За Сычем двинулись все, кроме Мазепы. Баба бросилась торопливо собирать все съедобное в скатерть, захватив в другую руку казанок, чтоб возвратиться еще раз за посудой и флягами. Сделалось сразу темно; наступило какое-то грозное, удушливое затишье.
— Галина, моя единая! — заговорил, подошедши к девчине, робким растроганным голосом Мазепа. — Я тебе причинил муку… прости мне, моя кроткая зирочка, мой ласковый «проминь»… Мне ведь самому расстаться с тобой так тяжко, так трудно… Но что же поделаешь? Не могу же я «зацурать» и товарищей, и разорванную пополам Украину… и перед Богом был бы то непокаянный грех… Но слушай: это сердце твое… и оно с тобой никогда не разлучится… Ты, мое дитятко любое, будешь мне утешением в жизни… в Сичи не долго пробуду и сюда непременно заеду… не убивайся… еще надоем… — обнял он ее нежно и тихо поцеловал в бледную, безжизненную щеку; но от этого поцелуя она не вспыхнула заревом.
Галина стояла безучастно, словно не слыхала горячих речей; она дрожала, устремив куда-то в пространство пораженный ужасом взор…
XIV
Было раннее летнее утро. Яркие лучи солнца ослепительной играли на золоченых шпилях и изразцовых черепицах, покрывавших крыши великолепного Чигиринского замка.
По выложенному каменными плитами двору сновали казаки и разодетые в шелк и бархат татары собственной гетманской стражи. На воротах и у всех входов замка стояли часовые. На главном шпиле красовался флаг. Видно было, что славный гетман Петро Дорошенко находился теперь во дворце.

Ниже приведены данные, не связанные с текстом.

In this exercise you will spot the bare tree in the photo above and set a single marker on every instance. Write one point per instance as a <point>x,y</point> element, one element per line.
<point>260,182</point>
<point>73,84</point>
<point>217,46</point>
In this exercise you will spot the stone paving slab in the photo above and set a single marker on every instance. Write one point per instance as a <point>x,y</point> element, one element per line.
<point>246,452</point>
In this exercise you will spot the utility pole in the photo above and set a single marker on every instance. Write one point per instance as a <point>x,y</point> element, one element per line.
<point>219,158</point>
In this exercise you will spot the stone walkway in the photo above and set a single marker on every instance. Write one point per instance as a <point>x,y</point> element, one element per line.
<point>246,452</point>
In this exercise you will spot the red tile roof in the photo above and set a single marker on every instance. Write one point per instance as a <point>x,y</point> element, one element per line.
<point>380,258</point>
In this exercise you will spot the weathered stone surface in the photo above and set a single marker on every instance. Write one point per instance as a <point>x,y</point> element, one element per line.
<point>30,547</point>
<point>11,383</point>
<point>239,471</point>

Перед окнами большой светлицы пани гетмановой расстилался внизу зеркальной гладью запруженный гатями Тясмин; теперь, под косыми лучами солнца, он казался растопленным золотом и отражался на плафоне светлицы золотистой рябью. В открытые окна врывался ласковый ветерок, насыщенный свежим ароматом цветов, растущих по покатости; а за этими яркими клумбами лежал уже темно-зелеными тучами, спускаясь до самого берега, тенистый гетманский сад. За Тясмином вдали живописно пестрели шахматными полосами нивы, а за ними синели вдали днепровские горы.
У широкого, венецианского окна светлицы стояли большие пяльцы с натянутой в них шелковой материей. Склонившись над пяльцами, сидели друг против друга две молодые женщины: жена гетмана Петра Дорошенко, прелестная Фрося, со своей наперстницей Саней.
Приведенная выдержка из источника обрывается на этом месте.